A combien estimez-vous le potentiel des nanotechnologies en termes de chiffre d’affaires?
Analoui: Nous tablons sur des mouvements à hauteur de 377 milliards de dollars en 2015. La biologie devrait se tailler la part du lion avec 70 milliards.

La recherche en nanotechnologies est financée depuis de nombreuses années autant par des fonds publics que privés. Certaines start-ups américaines sont même cotées en bourse. Pourtant, les bénéfices se font attendre. Après la bulle Internet, faut-il craindre la «bulle nano»?
Analoui: Les deux domaines sont très différents. Les nanotechnologies sont un terme générique qui englobe diverses méthodes techniques et des savoirs fondamentaux. Les secteurs de l’industrie qui en bénéficient sont nombreux. Il est vrai en revanche que tout comme Internet à l’époque, elles suscitent des attentes qui n’ont rien à voir avec la réalité. Les investisseurs doivent dès lors faire la part des choses et distinguer les vraies potentialités des utopies. Cela n’est possible que s’ils connaissent les tenants et les aboutissants de la technologie dans laquelle ils investissent.
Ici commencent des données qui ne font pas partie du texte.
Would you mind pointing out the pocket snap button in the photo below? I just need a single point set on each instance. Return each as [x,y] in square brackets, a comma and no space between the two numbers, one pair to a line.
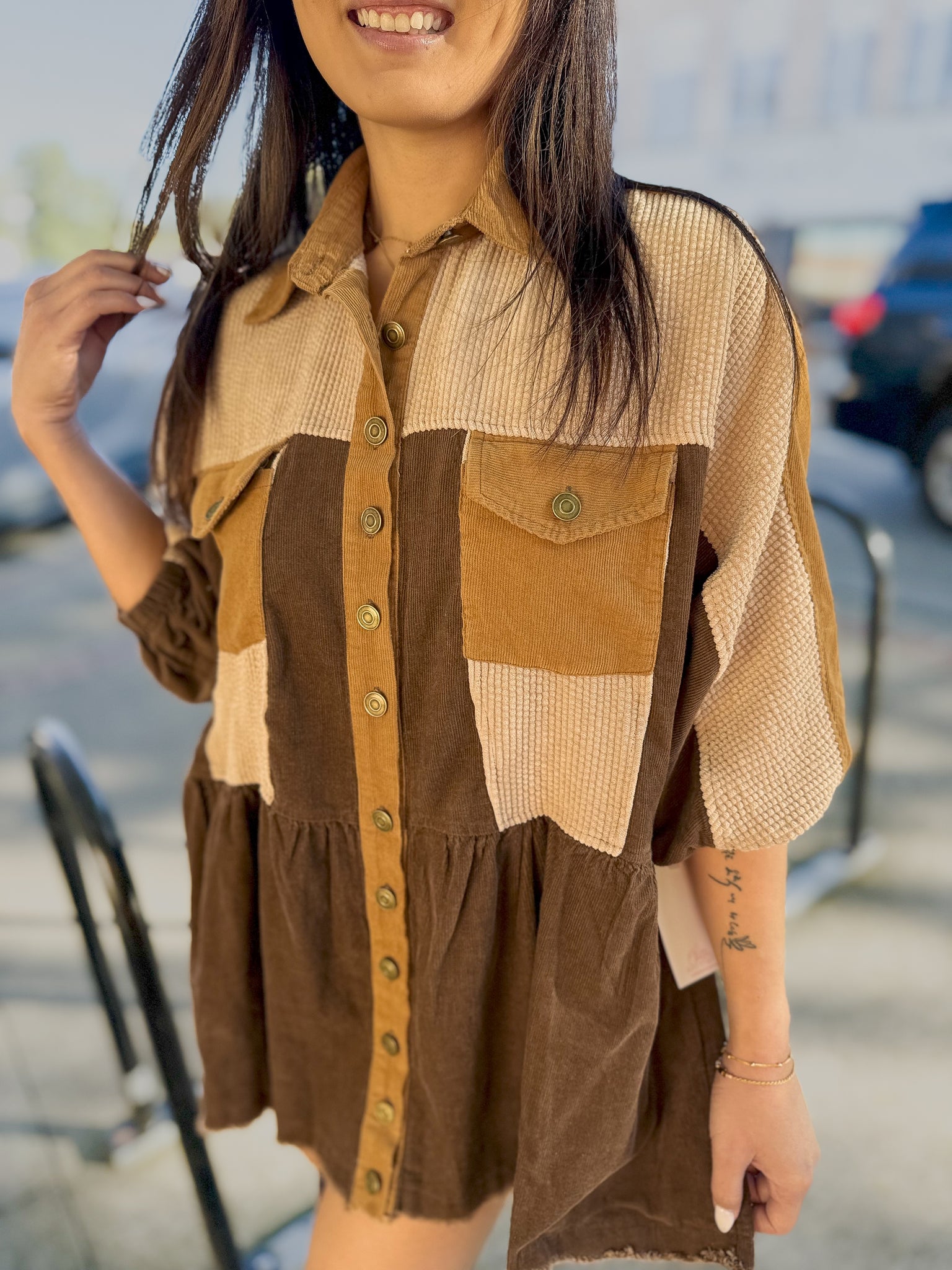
[368,618]
[394,334]
[375,704]
[371,521]
[375,431]
[566,506]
Est-il possible d’éviter la «bulle nano»?
Analoui: Lorsqu’Internet a été lancé, les investisseurs se sont jetés sur cette technologie dans l’espoir d’engranger rapidement des dividendes. La bulle qui s’en est suivie leur a servi de leçon, puis-qu’ils acceptent désormais l’idée d’attendre plus longtemps avant de récolter les fruits de leur investissement. Toutefois, ils n’adoptent pas toujours un comportement rationnel, ce qui peut se révéler problématique quand on investit dans un secteur aussi complexe que celui des nano-technologies. Les deux côtés doivent donc comprendre dans les détails la technologie employée par une entreprise pour estimer sa valeur. Je déconseille d’ailleurs vivement tout placement dans des sociétés dirigées par des chercheurs.
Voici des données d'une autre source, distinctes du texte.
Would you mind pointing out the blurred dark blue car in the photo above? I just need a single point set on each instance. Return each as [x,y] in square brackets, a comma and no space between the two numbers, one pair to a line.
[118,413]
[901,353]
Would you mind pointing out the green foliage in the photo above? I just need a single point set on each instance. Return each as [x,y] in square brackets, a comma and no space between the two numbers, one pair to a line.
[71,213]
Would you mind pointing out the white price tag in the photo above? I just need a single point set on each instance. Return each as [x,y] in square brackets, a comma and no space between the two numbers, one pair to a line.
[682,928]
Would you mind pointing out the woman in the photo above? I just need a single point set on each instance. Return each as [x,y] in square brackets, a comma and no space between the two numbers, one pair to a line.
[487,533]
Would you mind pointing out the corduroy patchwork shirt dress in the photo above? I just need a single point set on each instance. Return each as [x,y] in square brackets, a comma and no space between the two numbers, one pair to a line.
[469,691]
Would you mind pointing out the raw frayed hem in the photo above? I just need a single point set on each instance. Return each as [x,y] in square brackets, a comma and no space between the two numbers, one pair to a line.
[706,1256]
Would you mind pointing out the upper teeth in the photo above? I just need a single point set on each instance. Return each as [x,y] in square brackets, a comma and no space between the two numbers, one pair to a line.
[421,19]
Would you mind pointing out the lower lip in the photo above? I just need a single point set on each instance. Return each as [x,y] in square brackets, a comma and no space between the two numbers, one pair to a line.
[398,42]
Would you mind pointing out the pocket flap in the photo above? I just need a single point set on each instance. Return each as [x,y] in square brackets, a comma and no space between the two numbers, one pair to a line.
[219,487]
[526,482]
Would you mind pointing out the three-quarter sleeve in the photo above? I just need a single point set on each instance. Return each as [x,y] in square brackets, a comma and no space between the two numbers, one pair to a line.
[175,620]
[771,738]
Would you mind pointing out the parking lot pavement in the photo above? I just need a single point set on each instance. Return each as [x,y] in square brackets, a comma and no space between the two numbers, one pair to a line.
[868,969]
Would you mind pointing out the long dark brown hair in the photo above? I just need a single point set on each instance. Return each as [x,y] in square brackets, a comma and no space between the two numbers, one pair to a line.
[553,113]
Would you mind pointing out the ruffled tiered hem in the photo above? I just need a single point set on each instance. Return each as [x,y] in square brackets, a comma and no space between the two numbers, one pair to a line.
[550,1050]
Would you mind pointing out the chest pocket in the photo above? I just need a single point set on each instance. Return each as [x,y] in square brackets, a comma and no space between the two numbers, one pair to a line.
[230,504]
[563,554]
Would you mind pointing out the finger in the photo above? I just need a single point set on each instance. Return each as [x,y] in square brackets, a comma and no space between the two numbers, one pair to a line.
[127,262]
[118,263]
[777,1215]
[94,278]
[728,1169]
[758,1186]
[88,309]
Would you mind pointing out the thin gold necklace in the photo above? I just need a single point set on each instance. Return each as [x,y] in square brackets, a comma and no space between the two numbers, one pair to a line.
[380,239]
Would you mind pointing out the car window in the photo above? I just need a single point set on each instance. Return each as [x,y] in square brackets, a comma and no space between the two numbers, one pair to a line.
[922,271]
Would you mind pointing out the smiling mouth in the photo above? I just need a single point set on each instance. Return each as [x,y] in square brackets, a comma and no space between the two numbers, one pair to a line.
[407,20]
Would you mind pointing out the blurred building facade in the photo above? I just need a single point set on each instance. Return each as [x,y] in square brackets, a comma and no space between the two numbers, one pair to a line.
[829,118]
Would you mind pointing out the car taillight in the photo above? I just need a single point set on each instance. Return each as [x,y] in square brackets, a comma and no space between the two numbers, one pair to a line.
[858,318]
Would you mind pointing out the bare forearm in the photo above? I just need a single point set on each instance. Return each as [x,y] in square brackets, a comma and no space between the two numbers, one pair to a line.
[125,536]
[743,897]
Quels problèmes rencontrent les investisseurs qui misent sur les nanotechnologies?
Analoui: Tout d’abord le manque de références historiques, essentielles pour la valorisation d’une entre-prise. Vous conviendrez qu’il est difficile d’évaluer correctement la valeur financière d’une jeune société qui a déposé quelques brevets sans avoir encore lancé de produit sur le marché. Il est d’autant plus important de comprendre la portée scientifique des nanotechnologies et d’apprécier correctement leur potentiel. Il ne suffit pas de réaliser des avancées phénoménales, encore faut-il développer un produit qui tienne la route.

Quelle importance les nanotechnologies vont-elles prendre à l’avenir?
Analoui: Je suis convaincu qu’elles seront la technologie clé du XXIe siècle.